より強力な薬効:特定サイトへの結合に基づく機能修飾を超える薬効を期待。
- KT-474 (vs. IRAK4阻害剤; Kymera; 参考)- 分解によりキナーゼ活性だけでなく、scaffoldタンパクとしての機能も阻害
- KT-333 (vs. STAT3阻害剤; Kymera; 参考) – Druggabilityが高いSH2ドメインへのbinderを用いて分解を誘導
- ARV-110 (vs. AR antagonist; Arvinas; 参考) – 分解により遺伝子増幅や過剰発現等による耐性の克服を期待
- NX-2127 (vs. BTK阻害剤; Nurix; 参考) – BTKに加えてAiolos/Ikarosも分解し、耐性克服を含めたより強い/幅広い薬効を期待
安全域向上:E3 ligaseの組織選択的発現を利用して作用機序由来の毒性を回避
- DT-2166 (vs. Bcl-2/Bcl-xL阻害剤; Dialectic; 参考) – 血小板での発現が少ないE3 ligase (VHL)を使うdegraderで組織選択的に活性を発現
PROTAC以外のタンパク質分解誘導剤
他に標的遺伝子のノックダウンする方法としては、RNA干渉 (RNA interference: RNAi) を用いたものがありますが、RNAi では効果の発現におおよそ数日かかるのに対し、プロテインノックダウン技術では数分〜数時間程度で目的タンパク質のノックダウンが完了するという利点もあります。
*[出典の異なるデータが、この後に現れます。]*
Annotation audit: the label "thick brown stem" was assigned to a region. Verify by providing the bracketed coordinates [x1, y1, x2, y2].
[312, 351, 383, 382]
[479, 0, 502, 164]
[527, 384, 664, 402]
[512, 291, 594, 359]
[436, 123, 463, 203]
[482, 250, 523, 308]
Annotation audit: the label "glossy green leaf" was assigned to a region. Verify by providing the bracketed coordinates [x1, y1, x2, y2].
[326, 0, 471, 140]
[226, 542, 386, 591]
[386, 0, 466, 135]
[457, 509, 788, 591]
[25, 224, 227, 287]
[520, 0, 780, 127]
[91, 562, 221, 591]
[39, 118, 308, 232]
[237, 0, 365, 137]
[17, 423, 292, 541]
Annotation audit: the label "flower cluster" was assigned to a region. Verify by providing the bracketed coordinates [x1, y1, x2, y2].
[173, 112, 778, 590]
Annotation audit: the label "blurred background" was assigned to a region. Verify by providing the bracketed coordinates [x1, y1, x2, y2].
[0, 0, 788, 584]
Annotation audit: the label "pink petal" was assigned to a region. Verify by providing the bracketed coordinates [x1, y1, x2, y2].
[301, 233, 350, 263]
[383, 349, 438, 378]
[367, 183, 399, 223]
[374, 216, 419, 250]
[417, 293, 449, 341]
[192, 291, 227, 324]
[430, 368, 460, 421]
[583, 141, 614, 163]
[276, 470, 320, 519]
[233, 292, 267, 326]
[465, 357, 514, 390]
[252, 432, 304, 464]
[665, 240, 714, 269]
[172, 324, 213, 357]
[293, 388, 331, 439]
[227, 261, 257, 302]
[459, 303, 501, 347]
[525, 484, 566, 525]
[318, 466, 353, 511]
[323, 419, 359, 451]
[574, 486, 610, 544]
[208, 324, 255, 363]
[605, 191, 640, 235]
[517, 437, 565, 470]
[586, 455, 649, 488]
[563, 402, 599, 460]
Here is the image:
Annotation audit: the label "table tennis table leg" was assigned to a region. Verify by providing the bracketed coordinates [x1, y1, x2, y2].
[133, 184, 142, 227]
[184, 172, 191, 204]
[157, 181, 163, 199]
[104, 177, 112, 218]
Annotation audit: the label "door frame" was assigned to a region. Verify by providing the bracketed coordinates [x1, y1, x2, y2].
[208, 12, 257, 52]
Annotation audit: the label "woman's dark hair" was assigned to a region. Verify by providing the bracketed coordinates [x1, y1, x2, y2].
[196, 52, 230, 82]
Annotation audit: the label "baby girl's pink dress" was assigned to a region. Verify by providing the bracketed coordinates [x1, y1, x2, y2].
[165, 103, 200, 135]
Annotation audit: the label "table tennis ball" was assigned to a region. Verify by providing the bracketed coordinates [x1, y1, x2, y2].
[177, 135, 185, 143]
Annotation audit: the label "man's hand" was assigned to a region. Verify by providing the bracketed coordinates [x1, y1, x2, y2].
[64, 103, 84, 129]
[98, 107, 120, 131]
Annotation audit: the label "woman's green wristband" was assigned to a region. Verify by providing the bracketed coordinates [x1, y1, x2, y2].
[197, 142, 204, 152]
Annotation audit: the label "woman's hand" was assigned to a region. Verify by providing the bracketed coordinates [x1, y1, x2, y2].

そういう点を鑑みると、PROTAC に代表されるタンパク質分解誘導薬の研究はこれからも精力的に進められていくと予想されます。
PROTAC 以外にも、SNIPER (specific and nongenetic IAP-dependent protein eraser) やAUTAC (autophagy-targeting chimera)、molecular glue (分子糊) といったいずれもキャッチーな名称を持ったタンパク質分解誘導技術が多数開発されています。PROTAC で汎用される CRBN 以外の ユビキチン E3 リガーゼや、オートファジーなどその他の分解メカニズムをベースとしているため、PROTAC では設計が難しい場合や抗がん活性などの付加機能を持たせたいときに役立ちます。各種プロテインノックダウン法について深く学びたい方には、こちらの書籍がおすすめです。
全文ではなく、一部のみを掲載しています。